Anyone who has had contact with a Shambhala Center or a Shambhalian has probably heard about the “don season” and “mamo chants.” What do these mean?

The period of ten days preceding Shambhala Day is referred to in our sangha as the “don season,” because such sudden loses of mindfulness can be more common – and is a time during which it’s recommended that we don’t begin any major undertakings such as extensive travel or big changes of life, but keep life simple and be very mindful, do a lot of practice.

Click here for the mamo chant schedule.

(Please note that a special session will be held January 31st at 11:00am when Shastri Debbie Zarate offer some teaching about the Mamos before leading the chant session.)

Pacifying the Turmoil of the Mamos

It has been customary in our sangha to recite a chant called “Pacifying the Turmoil of the Mamos” during this time in order to pacify the karmic causes of personal, social, and environmental chaos accumulated through the year due to such unmindful acts. The chant says:

“When children do not listen to their parent’s words,
An evil time, when relatives quarrel,
When people dress sloppily in clothes of rags,
Eating bad, cheaMamo_272x300p food,
When there are family feuds and civil wars,
These provoke the black mamos’ wrath,
And various women fill a thousand realms,
Sending sickness upon humans and beasts.
The sky is thick with purple clouds of sickness.
They incite cosmic warfare.
They destroy by causing the age of weaponry.
Suddenly, they strike people with fatal ulcerous sores.”

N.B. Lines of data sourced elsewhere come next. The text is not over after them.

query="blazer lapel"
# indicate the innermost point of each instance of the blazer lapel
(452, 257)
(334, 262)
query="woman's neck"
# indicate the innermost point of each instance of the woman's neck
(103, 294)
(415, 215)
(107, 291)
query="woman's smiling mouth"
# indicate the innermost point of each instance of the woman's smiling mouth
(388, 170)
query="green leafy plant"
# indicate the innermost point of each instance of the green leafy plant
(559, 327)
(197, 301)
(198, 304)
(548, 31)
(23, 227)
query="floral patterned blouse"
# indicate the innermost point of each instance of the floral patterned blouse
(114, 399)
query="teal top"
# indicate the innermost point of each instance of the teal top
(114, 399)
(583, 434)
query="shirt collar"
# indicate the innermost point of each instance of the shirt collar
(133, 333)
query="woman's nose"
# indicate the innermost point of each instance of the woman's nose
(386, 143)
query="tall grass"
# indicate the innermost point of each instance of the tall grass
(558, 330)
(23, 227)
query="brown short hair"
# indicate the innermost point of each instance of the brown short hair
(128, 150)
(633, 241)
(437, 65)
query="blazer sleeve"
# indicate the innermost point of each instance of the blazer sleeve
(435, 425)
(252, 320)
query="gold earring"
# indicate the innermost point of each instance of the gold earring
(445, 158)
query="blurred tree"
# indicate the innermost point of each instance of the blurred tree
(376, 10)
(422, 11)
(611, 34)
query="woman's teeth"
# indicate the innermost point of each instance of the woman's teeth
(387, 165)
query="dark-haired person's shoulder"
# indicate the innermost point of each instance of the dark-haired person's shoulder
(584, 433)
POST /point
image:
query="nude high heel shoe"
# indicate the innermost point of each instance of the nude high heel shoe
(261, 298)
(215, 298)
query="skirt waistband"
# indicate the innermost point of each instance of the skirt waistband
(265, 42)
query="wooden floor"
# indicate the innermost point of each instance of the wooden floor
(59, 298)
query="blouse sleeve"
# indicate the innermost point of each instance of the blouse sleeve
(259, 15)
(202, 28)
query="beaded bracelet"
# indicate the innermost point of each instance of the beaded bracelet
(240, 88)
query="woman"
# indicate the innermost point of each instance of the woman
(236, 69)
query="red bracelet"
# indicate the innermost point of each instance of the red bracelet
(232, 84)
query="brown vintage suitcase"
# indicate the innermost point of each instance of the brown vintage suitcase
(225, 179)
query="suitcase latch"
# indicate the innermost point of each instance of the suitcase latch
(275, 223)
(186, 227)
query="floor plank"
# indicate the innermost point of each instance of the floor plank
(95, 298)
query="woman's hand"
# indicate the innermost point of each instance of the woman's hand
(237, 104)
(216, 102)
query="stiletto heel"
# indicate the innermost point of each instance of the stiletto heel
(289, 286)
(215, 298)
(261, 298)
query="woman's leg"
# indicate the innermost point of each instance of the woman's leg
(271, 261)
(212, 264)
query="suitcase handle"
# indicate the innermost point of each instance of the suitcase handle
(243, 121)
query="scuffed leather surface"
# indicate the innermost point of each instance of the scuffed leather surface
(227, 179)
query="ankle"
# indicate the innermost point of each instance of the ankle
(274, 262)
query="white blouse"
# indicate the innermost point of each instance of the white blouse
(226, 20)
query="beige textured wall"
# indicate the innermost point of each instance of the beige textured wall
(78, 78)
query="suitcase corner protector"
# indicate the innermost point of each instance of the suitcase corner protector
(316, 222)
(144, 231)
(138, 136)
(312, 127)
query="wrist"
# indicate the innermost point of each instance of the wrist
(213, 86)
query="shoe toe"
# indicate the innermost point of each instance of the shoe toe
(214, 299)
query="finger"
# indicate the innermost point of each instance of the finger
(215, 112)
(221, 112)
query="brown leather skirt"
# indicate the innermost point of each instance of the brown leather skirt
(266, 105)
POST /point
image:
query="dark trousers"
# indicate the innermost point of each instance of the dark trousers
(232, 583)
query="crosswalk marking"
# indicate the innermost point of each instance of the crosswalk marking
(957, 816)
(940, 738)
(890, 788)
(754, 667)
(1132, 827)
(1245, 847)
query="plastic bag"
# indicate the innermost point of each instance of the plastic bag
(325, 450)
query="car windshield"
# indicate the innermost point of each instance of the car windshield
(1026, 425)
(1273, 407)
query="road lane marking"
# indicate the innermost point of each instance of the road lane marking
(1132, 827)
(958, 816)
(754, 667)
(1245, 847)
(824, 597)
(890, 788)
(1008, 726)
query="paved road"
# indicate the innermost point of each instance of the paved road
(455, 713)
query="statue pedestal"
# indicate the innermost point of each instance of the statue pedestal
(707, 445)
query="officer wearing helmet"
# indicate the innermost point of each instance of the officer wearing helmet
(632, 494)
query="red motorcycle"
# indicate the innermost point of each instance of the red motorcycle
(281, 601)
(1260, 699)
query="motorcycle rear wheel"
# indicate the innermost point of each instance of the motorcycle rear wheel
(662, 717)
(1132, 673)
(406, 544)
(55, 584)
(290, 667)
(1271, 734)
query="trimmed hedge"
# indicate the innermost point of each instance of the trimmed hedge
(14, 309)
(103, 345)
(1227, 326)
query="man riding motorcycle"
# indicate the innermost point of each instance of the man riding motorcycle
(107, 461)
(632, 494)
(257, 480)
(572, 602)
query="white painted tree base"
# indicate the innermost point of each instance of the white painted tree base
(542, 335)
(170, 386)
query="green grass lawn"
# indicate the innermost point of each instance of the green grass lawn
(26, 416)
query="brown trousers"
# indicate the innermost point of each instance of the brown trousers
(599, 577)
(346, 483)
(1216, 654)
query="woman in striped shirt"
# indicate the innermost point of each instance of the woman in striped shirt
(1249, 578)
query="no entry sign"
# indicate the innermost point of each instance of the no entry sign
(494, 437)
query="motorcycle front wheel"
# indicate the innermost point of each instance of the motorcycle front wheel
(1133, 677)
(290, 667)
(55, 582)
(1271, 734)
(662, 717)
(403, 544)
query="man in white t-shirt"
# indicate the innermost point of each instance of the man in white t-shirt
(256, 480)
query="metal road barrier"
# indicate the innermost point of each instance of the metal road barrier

The Vajradhatu Practice Manual says mamos are “… wrathful goddesses usually pictured as furious, ugly beings. They can be dakinis acting as protectors. If reacted to negatively, they appear as fickle, causing all sorts of chaos. If understood positively, they serve as reminders of awareness, almost at the level of discursive thought.”

We pacify the mamos so they will not cause chaos but help us instead. “Pacifying the Turmoil of the Mamos” is an elaborate protector offering. By reciting the chant, we tune into the protector principle of awareness and reconnect with sacred outlook.

It is not the mamos that cause us to “eat bad cheap food, wear clothes of rags,” etc, that’s our own confusion, our dons, at work. We want to banish, or send away the dons that cause us to lose mindfulness (they’re the “bad guys”). The mamos will help us reduce our confusion if they are convinced that is our desire. If not convinced, they visit us with with their wrath, with chaos. In this way, they are protectors.

From the Shambhala Office of Practice and Education, “Remembering that the protectors, or dharmapalas, as well as deities altogether, are nothing else than projections of the richness of our own minds, by supplicating them, we are in fact rousing confidence in our own buddha nature. The function of the dharmapalas, ‘protectors of the truth,’ is to protect us from deceptions and sidetracks on the path, to detect and clear away any obstacles to fully awakening in the phenomenal world.

“Wrathful dharmapalas are known as mahakalas (masculine) and mahakalis (feminine). They are fierce and swift in destroying whatever obstructs the dharma.

How does this protection from these “dons” manifest? Dons operate undercover, by making themselves seem like reasonable parts of our minds. For example, if we’re in a hurry trying to get to a meeting and driving fast but carefully, and a car cuts in front of us abruptly, what could seem more reasonable than leaning on the horn and “flipping the finger” to the offending driver? Wasn’t he or she aware of what they were doing? What were they thinking? They’d better wake up!

By cultivating awareness of our minds, our thinking and our emotions, if a negative emotion arises suddenly we don’t automatically react in a “knee jerk” kind of way but allow a little space between the impulse and the action, hopefully allowing us recollect our basic goodness (and the other driver’s). We could remember that it is helpful (as always) to be gentle and kind toward ourselves and others.